COVID-19 weighs on deflationary pressures for 2020
But MAS kept its inflation forecasts to 0.5-1.5%.
Whilst the Monetary Authority of Singapore (MAS) stuck to its headline and core inflation forecasts of 0.5-1.5% for 2020, it has become more cautious and said that inflationary pressures are expected to remain subdued in the near term.
Also read: Core inflation hit 0.3% in January
MAS noted that firms will likely be discouraged from passing on any cost increases to consumers given a slight softening of labour market conditions and in light of the economic uncertainty. Maybank Kim Eng analyst Chua Hak Bin noted that softer services inflation drove core inflation to a four-year low.

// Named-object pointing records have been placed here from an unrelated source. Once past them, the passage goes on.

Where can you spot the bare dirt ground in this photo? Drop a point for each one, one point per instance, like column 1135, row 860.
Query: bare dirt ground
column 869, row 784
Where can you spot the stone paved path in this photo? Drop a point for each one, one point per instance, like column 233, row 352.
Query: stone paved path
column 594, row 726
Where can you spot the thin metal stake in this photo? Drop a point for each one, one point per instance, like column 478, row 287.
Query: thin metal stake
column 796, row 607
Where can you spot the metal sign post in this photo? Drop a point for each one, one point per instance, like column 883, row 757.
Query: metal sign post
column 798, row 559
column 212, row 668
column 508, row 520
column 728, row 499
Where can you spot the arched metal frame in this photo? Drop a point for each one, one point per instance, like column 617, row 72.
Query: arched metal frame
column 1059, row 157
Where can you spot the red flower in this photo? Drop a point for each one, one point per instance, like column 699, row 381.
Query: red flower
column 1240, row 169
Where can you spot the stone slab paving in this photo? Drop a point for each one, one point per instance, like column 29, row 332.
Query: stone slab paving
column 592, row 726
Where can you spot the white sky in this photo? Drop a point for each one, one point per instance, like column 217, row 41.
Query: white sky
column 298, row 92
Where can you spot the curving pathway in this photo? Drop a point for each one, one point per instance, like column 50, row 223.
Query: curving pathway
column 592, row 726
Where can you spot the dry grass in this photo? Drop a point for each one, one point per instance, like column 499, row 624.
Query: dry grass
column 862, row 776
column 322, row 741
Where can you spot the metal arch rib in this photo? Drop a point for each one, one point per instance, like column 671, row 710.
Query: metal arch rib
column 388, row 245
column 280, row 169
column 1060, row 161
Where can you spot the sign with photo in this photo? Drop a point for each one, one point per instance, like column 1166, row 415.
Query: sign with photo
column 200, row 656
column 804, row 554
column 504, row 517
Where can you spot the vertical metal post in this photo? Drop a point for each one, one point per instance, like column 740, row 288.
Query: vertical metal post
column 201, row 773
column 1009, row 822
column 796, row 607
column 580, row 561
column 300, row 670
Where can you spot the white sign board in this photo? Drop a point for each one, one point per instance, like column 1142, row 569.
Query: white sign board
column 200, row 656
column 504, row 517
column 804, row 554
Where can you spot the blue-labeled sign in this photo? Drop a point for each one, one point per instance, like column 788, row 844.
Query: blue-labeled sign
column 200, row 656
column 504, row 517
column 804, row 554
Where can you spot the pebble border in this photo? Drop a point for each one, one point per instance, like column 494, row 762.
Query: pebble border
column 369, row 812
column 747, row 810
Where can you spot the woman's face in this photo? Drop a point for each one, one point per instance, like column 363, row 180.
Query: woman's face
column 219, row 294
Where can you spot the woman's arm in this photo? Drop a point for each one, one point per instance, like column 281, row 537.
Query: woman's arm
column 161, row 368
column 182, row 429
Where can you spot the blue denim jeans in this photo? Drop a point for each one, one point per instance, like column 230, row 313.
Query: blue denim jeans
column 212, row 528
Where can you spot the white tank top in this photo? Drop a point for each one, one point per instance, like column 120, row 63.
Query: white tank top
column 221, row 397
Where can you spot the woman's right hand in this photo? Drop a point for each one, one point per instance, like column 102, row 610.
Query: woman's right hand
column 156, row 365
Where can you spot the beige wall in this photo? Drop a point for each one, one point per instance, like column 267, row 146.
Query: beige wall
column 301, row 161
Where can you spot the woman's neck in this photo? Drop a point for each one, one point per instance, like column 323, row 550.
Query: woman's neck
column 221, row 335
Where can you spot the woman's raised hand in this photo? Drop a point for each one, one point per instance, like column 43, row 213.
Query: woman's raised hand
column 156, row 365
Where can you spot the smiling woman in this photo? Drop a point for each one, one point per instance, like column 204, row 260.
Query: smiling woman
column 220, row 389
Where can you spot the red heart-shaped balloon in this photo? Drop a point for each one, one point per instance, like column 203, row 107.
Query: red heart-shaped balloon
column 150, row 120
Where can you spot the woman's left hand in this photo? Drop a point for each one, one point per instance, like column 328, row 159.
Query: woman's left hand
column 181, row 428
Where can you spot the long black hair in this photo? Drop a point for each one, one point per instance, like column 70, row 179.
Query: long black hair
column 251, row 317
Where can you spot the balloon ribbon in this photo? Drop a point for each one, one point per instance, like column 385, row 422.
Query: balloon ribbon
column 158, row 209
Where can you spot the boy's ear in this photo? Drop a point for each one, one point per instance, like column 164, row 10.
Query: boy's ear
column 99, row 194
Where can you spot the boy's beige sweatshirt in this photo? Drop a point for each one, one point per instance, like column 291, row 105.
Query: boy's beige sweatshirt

Analysts are also bearish on Singapore’s inflation outlook, with Nomura projecting core and headline inflation to hit 0.7% and 0.5%. Nomura research analyst Euben Paracuelles commented, “Our forecast was supported by the sharp decline in core inflation in January, which was driven by a broad-based decline in both services and retails inflation, and reflecting subdued demand-pull pressures, in our view.”
Paracuelles noted that inflation risks are tilted to the downside due to the worsening economic outlook and more subsidies unveiled during the Budget announcement.
Maybank Kim Eng also cut its inflation forecasts, mostly due to the COVID-19 outbreak’s deflationary impact. Chua commented, “the collapse in demand will likely outweigh any price pressures from supply disruptions. The economic uncertainty will also deter firms from passing on any cost increases to consumers.”
Maybank Kim Eng trimmed its forecasts for headline CPI to 0.7% from 0.9% and core CPI to 0.9% from 1.2% in 2020 to account for the COVID-19 impact.